Asthma sounds awful.
eeks! I just read the car post!! Gross! Sorry you actually had to do that!
Marge, when I get older, promise me you'll put me in a nursing home. They have machines there that even breath for you!
Take the best care of yourself regarding that asthma. You might be able to fight it off with aerobic exercise somewhat, strenghten your lungs etc.
Secretia
Aging is not for sissies.
I opted out of the teeth thing a few years ago. It's a family tradition, bad teeth run (or is it fall out?) in my family. But the asthma thing I can definitely relate to. I grew some interesting bacteria back in `99 that found their way into my lungs. It was a two year battle to regain control of my lungs and my health. There's much more to that story and some of it isn't pretty. In the words of that skirt-chasing guy from Arkansas... I feel your pain.
It's better to have ceding gums than receding gums, Pearl...
The more you shave the cat's ass the thicker that unibrow and moustache seem to get on you.

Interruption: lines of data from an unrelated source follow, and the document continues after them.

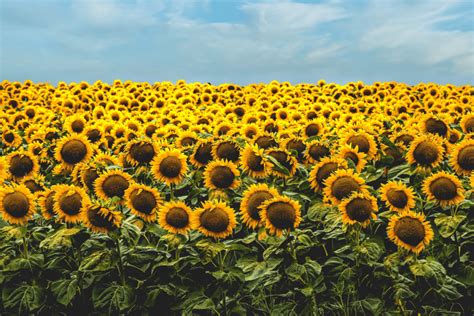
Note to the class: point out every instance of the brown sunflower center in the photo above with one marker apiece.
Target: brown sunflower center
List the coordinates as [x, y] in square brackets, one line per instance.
[170, 167]
[215, 220]
[142, 152]
[222, 177]
[466, 158]
[177, 217]
[352, 156]
[115, 185]
[71, 204]
[228, 150]
[9, 137]
[254, 201]
[188, 141]
[20, 165]
[203, 153]
[88, 178]
[409, 230]
[33, 186]
[425, 153]
[16, 204]
[73, 151]
[282, 215]
[443, 189]
[144, 202]
[342, 187]
[97, 219]
[469, 125]
[397, 198]
[296, 145]
[361, 141]
[324, 172]
[77, 126]
[49, 203]
[359, 209]
[318, 151]
[434, 126]
[265, 142]
[254, 162]
[312, 130]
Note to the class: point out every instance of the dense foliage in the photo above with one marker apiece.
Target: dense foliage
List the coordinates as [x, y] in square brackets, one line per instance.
[309, 199]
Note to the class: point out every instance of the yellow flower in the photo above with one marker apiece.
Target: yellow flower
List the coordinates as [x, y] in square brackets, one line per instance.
[410, 231]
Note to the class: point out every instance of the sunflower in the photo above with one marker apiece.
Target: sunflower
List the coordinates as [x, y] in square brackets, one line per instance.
[214, 219]
[322, 170]
[69, 202]
[22, 164]
[358, 208]
[253, 162]
[280, 214]
[361, 141]
[101, 219]
[16, 204]
[410, 231]
[317, 150]
[397, 196]
[348, 152]
[202, 154]
[73, 149]
[252, 199]
[226, 150]
[112, 183]
[342, 184]
[140, 152]
[143, 201]
[3, 169]
[285, 159]
[176, 217]
[444, 188]
[221, 174]
[462, 158]
[46, 202]
[169, 166]
[425, 152]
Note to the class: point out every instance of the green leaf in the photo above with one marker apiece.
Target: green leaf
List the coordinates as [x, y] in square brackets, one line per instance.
[25, 298]
[114, 298]
[447, 225]
[61, 238]
[98, 261]
[65, 290]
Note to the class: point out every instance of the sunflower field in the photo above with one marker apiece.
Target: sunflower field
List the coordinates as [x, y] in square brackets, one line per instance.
[265, 199]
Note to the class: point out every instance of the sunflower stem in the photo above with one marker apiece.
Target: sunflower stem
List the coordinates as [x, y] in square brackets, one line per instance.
[120, 263]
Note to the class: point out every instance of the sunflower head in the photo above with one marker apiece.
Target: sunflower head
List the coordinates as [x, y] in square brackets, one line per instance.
[176, 217]
[252, 199]
[112, 183]
[214, 219]
[143, 201]
[462, 158]
[342, 184]
[169, 167]
[71, 150]
[101, 219]
[397, 196]
[221, 174]
[410, 231]
[358, 208]
[444, 188]
[281, 214]
[16, 204]
[69, 202]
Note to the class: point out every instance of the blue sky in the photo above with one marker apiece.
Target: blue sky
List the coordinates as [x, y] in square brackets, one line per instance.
[237, 41]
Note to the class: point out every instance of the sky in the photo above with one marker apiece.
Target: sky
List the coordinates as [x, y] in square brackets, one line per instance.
[237, 41]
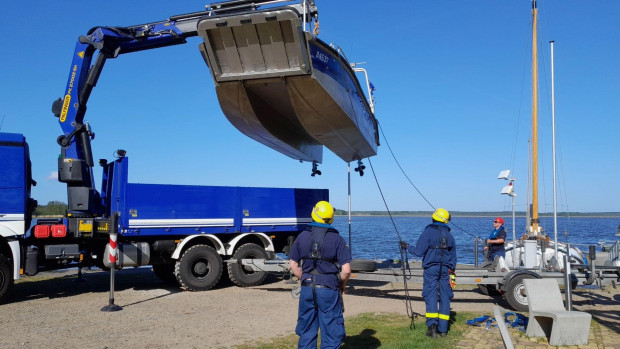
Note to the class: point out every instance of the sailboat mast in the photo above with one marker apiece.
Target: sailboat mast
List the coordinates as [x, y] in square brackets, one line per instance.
[535, 220]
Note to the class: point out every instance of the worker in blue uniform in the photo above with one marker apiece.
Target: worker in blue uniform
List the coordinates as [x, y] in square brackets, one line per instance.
[321, 259]
[437, 248]
[496, 240]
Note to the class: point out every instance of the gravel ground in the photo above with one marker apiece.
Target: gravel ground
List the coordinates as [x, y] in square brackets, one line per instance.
[52, 310]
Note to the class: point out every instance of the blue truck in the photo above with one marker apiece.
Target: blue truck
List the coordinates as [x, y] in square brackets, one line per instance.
[188, 234]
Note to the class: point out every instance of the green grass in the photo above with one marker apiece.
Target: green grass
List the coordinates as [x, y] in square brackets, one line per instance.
[392, 331]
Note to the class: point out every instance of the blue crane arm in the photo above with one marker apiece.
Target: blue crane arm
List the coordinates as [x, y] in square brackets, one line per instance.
[76, 161]
[109, 42]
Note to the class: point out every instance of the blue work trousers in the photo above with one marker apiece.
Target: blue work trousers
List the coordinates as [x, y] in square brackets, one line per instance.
[437, 314]
[326, 314]
[501, 253]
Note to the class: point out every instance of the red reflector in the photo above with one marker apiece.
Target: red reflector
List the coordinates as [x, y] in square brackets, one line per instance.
[59, 231]
[41, 231]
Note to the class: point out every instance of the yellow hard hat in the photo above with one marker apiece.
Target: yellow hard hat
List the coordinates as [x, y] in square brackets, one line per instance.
[323, 212]
[441, 215]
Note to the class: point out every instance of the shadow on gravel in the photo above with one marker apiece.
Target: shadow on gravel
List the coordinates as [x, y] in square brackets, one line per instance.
[66, 284]
[608, 318]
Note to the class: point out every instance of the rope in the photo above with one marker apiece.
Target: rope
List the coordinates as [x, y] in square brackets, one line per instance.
[403, 255]
[413, 185]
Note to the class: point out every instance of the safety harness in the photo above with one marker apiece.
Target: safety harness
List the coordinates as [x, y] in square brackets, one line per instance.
[443, 245]
[318, 237]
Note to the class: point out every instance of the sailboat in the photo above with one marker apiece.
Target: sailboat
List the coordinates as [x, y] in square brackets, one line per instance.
[549, 253]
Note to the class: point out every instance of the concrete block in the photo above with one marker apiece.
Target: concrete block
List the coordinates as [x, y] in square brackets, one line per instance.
[548, 318]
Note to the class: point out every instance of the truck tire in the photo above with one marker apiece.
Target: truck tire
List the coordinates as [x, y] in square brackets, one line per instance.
[515, 293]
[246, 277]
[165, 272]
[6, 276]
[199, 268]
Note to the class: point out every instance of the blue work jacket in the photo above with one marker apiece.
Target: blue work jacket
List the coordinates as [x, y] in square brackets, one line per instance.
[334, 248]
[429, 246]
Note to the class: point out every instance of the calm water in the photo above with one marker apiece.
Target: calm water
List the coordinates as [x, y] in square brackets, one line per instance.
[376, 237]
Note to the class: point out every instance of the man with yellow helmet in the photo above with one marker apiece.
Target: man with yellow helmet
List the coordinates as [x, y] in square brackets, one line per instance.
[321, 259]
[437, 248]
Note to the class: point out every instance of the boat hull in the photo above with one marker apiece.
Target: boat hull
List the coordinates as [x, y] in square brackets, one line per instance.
[576, 256]
[285, 88]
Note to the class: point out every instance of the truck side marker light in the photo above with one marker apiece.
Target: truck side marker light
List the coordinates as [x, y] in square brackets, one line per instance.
[59, 231]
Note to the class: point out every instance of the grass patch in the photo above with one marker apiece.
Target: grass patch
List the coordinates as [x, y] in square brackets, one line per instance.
[368, 331]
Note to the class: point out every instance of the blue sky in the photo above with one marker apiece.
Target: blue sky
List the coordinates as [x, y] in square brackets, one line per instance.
[453, 99]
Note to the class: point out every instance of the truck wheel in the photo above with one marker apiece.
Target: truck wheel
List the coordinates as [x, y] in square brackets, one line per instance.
[242, 276]
[165, 272]
[199, 269]
[515, 293]
[6, 275]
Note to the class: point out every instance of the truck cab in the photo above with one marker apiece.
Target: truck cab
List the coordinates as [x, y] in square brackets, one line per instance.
[16, 206]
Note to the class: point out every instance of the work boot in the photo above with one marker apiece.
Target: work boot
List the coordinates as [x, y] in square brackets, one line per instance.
[432, 331]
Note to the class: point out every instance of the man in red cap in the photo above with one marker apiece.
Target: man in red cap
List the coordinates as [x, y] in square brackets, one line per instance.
[495, 242]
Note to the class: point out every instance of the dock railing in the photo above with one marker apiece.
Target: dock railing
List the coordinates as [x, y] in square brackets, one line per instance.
[614, 253]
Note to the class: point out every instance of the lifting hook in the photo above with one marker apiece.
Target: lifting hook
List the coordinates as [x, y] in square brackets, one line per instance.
[315, 168]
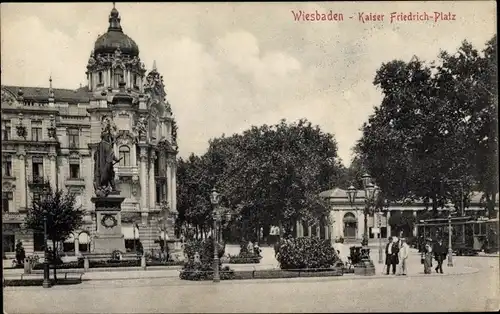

Not that I am complaining. You remind me of those woman from the partisan resistance during the war...hey...war is hell, we took it where we could get it.
Asthma feels truly awful. : (
So sorry about the asthma but I'm glad you stopped smoking.
Hang in there.
xo
I didn't know asthma came on that late in life.
Okay, that was amazingly tactless (even for me, and I do have several prizes in that arena). I just meant, I thought you either were born with it, or got it as a kid.
Did something environmental bring it on (because I always viewed the air in MN as being, well, unviewable, compared to the air in lots of other places I've been (like this delightful river valley)?
I've had asthma for 5 years and I'm still not used to suddenly not being able to breathe.
In another 10 years, it will be your back, hip and knees...which will all continue to escalate.
In another 20 years it will be your heart, lungs and bowels...
and then you die, so you can finally rest comfortably. ;)
Aging is a process whereby you realize that, not only do your sweat glands, hair and lungs not need your permission to do as they will, your entire cellular population has been doing what it wanted ever since you first opened your eyes and breathed it all in. What we call learning to behave is becoming convinced we are in control when all we're doing is learning to predict what we're going to do so well we mistake it for command, claiming or ducking the credit for the deed.
I rate you up with Unremitting Failure in my bumor blog roll. Snark is the only way to fend off the shark.
Take care of yourself, little Pearl. I need you around...and yes, it is all about me.
I got my first inhaler about two years ago. Here I thought the coughing and wheezing was just due to a lingering cold. Go figure!